Iowa Liquor Store Analysis
We were asked to look at Iowa liquor sales in General Assembly’s Data Science Immersive program. The goal of our analysis was to determine the best geographic location in Iowa in which to build a new liquor store. My analysis sought to determine location by maximizing the sales.
The data was a large dataset from the state of Iowa. It contained transaction level data for all stores holding a Class E liquor license in 2015 and part of 2016. The full dataset contained upwards of 2.7 million transactions. Missing values and 2,973 duplicated columns were removed from the raw data. Because of the large number of observations, I believe this had very little effect on my analysis. There were 99 counties, 383 cities, and 676 zip codes represented. A large number of observations are found in Polk County, the city of Des Moines, and the zip code 50010 (Ames, Iowa). There were 72 different categories of alcohol, each of which was highly differentiated. There were 1400 unique stores in the data set. Lastly, the vast majority of sales were of quantities of less than 100 bottles and of transactions less than $1,000.
The correct recording of sales data was one major assumption. Data entry error, missing information, and other data problems could drastically affect my predictive model. The majority of the feature engineering aspect of this analysis was done with dummy variables. I created dummy variables for the counties. This allowed the effect on sales to differ based on county.
I used correlation matrices to perform feature selection for the model. High correlations between sales (the target variable) and various features suggested those features would be predictive in the model. This analysis resulted in the first model including location dummy variables, state bottle retail (which can be thought of as price per bottle), and the number of bottles sold as features.

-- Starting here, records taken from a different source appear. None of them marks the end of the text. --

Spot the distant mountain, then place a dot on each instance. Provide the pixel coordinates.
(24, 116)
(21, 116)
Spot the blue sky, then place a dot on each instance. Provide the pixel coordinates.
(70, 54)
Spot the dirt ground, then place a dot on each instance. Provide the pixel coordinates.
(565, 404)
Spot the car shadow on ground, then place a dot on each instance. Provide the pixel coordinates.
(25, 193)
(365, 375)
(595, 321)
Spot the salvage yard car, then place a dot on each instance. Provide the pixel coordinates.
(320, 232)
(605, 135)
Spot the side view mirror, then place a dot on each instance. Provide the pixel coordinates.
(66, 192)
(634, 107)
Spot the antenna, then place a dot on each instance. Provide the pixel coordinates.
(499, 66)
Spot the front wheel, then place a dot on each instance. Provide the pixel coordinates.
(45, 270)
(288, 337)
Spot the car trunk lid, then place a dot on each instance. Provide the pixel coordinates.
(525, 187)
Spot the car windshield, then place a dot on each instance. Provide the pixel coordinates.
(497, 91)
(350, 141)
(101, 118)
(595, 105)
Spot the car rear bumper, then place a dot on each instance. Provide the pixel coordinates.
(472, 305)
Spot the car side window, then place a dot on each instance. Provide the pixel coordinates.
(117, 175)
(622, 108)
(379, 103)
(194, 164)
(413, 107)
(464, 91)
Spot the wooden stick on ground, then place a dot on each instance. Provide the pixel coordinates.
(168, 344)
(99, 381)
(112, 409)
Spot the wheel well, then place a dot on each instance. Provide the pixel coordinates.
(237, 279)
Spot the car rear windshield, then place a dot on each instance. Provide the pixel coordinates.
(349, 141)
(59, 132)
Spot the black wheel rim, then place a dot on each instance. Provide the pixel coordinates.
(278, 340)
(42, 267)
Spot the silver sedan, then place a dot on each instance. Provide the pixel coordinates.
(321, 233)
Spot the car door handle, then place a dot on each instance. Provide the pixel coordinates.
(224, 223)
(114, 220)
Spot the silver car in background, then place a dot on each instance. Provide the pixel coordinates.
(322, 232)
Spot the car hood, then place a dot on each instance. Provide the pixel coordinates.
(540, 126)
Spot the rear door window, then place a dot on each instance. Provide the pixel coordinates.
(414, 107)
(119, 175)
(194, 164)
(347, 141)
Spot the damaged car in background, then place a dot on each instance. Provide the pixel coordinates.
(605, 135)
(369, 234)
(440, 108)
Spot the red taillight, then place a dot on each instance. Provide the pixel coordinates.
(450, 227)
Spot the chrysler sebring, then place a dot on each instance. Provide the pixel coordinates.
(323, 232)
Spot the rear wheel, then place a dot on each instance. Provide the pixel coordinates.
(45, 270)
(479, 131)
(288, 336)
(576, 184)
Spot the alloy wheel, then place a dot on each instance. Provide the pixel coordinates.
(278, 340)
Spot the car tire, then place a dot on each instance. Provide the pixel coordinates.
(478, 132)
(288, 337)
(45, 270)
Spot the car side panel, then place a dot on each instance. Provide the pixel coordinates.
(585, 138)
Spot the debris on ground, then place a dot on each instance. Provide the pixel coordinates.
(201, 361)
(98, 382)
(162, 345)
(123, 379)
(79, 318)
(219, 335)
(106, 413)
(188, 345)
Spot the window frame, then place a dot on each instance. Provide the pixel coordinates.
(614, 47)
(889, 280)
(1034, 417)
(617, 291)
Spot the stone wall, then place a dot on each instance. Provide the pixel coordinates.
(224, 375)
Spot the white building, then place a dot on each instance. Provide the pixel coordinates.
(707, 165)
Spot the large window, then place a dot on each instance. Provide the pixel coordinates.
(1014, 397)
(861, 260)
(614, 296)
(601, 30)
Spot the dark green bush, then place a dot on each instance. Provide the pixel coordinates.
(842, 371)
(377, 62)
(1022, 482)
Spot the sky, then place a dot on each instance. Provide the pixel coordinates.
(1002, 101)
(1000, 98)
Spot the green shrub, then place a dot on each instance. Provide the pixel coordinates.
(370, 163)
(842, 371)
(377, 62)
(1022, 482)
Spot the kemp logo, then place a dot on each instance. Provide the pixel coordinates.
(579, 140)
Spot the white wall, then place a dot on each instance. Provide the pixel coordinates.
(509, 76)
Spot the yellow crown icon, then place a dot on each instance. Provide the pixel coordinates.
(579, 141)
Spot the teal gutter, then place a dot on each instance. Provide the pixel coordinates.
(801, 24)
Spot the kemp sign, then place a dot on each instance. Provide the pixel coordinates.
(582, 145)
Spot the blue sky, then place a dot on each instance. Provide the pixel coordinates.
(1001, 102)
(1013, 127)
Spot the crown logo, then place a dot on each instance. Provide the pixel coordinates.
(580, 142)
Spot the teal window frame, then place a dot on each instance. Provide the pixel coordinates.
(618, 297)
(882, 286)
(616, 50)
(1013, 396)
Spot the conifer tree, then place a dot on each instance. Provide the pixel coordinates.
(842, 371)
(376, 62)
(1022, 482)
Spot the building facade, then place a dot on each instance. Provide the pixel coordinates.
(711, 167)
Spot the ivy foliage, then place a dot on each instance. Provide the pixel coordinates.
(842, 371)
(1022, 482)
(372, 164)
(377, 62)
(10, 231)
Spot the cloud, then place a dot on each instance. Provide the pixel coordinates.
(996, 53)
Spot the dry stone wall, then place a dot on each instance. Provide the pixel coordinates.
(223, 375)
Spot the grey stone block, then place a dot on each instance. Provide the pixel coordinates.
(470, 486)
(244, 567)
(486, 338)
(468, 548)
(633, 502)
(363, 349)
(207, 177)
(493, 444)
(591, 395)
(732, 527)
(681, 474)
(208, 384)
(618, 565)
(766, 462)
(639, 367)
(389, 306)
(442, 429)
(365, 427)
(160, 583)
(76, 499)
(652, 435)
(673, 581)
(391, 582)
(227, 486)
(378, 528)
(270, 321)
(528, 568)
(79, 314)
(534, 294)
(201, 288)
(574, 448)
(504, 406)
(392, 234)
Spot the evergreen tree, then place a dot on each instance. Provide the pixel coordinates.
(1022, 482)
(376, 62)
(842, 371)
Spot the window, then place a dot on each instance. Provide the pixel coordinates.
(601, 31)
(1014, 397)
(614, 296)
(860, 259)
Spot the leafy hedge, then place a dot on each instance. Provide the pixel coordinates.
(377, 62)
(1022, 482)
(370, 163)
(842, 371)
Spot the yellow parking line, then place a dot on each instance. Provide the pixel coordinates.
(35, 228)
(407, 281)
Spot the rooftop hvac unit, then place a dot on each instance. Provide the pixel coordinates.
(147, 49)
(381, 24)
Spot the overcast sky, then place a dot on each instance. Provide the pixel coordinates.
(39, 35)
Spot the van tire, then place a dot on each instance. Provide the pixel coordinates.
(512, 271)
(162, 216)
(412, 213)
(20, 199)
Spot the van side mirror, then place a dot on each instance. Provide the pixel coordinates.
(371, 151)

My first model was a linear regression run through Python’s Statsmodels. Both the number of bottles sold and state bottle retail were found to be statistically significant in affecting sales. Some of the location parameters were also statistically significant. The county that had the largest increase in sales was Dallas County and it was highly statistically significant. Based on this model, opening a liquor store in Dallas County would on average increase sales by about $56.25 above that of Polk County. Dallas County is located directly west of Des Moines. The analysis suggests opening a liquor store in Dallas County, Iowa would result in the highest sales.
There existed a risk of overfitting the model with the linear model including all of the counties in Iowa as dummy variables. Lasso Regression, or L1 regularization was used to reduce the error in the model and for feature selection. This ultimately did not change the conclusion that Dallas County was the best county in which to open a liquor store.
I built a second model to determine which features most strongly affected sales in Dallas County specifically. This secondary model looked to determine how state bottle retail, the number of bottles sold, and the volume of liquor sold (in liters) affected the sales of a Dallas County liquor store. Using Lasso Regression, the variable that had the most effect on sales was the number of bottles (followed by volume sold). Maximizing the number of bottles sold was the most effective way to increase sales, in Dallas County, Iowa. The number of bottles sold was a better predictor of high sales than item type, the average volume of a bottle, or anything else. This was a bit of a ‘duh’ moment for me. If we increase the number of bottles sold in a liquor store, sales will go up.
In conclusion, the model run on Iowa’s liquor sales data concluded that Dallas County, Iowa was the best locality in the state of Iowa in which to open a new liquor store and the best way to maximize sales in that county was to increase the number of bottles sold. Further analysis of the top performing stores in Dallas and the data associated with those stores would be necessary in order to develop a more robust business strategy. As always, this project’s Jupyter Notebook can be found on my GitHub.